É real que uma pandemia desse tipo afeta profundamente a economia. Muitas medidas tomadas para prevenir o contágio, para segurar o crescimento muito acelerado que explodiria o sistema de saúde, como já está acontecendo em algumas cidades brasileiras, e como já acontece em alguns países do mundo, restringem o funcionamento de parte da economia. Isso é real, impacta profundamente.

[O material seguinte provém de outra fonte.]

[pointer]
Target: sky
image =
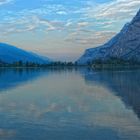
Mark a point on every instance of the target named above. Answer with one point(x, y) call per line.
point(63, 29)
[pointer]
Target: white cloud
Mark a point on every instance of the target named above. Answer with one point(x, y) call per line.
point(116, 10)
point(5, 1)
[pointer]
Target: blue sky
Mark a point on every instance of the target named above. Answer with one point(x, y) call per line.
point(63, 29)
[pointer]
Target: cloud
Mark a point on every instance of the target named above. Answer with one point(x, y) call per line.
point(89, 38)
point(115, 10)
point(5, 2)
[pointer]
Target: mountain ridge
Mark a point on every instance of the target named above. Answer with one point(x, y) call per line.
point(124, 45)
point(11, 54)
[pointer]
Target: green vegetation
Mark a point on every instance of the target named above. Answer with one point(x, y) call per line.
point(31, 64)
point(113, 62)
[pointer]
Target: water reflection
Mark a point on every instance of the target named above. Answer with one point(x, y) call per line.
point(125, 84)
point(69, 104)
point(13, 77)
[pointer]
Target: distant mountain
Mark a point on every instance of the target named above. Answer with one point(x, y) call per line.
point(125, 45)
point(10, 54)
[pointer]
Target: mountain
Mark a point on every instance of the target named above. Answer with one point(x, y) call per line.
point(10, 54)
point(125, 45)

Em vários países do mundo o Estado tem agido de duas maneiras, uma delas é criando os mecanismos para prevenção. O isolamento social horizontal é um mecanismo sugerido por todos como um dos mais eficientes para conter aquele crescimento excessivo do número de pessoas contagiadas e que necessitam de atendimento médico que explode o sistema de saúde. Outros países tem feito também. O Brasil está muito atrás nisso e não deveria estar, na testagem em massa que permite localizar onde estão as questões mais críticas. Isso vai ser fundamental para a saída do processo do isolamento.

Ao mesmo tempo, [esses países estão tomando] medidas emergenciais para populações que estão profundamente atingidas. As pessoas que dependem do seu trabalho de todo dia. Esse recurso emergencial que está sendo distribuído no Brasil é fundamental para a sobrevivência das pessoas. Inicialmente, o governo tinha proposto 200 R$, depois aumentou para 600R$, que já está sendo pago em parte. Isso é fundamental, assim como as medidas de apoio a pequenas e médias empresas, aos trabalhadores informais.

Os governos têm de investir recursos pensado nisso, porque é a questão de sobrevivência das pessoas. É muito mais importante do que dar recursos para os bancos, que é um setor nos últimos anos que tem ganho muito mais na economia brasileira e do mundo do que qualquer outro.

Nesse momento é até fundamental que essas populações estejam apoiadas. Ou elas não terão condições  de seguir  essas regras fundamentais de isolamento que estão colocadas pela Organização Mundial da Saúde.  Há medidas que tratam das duas questões. Por isso dizemos que é um pacto pela vida: que é importante também para as pessoas sobreviverem porque a economia existe com as pessoas vivas e com saúde, e paralelamente é preciso um apoio sério e significativo por parte do governo, que deve ter  recursos e decisão política para fazê-lo.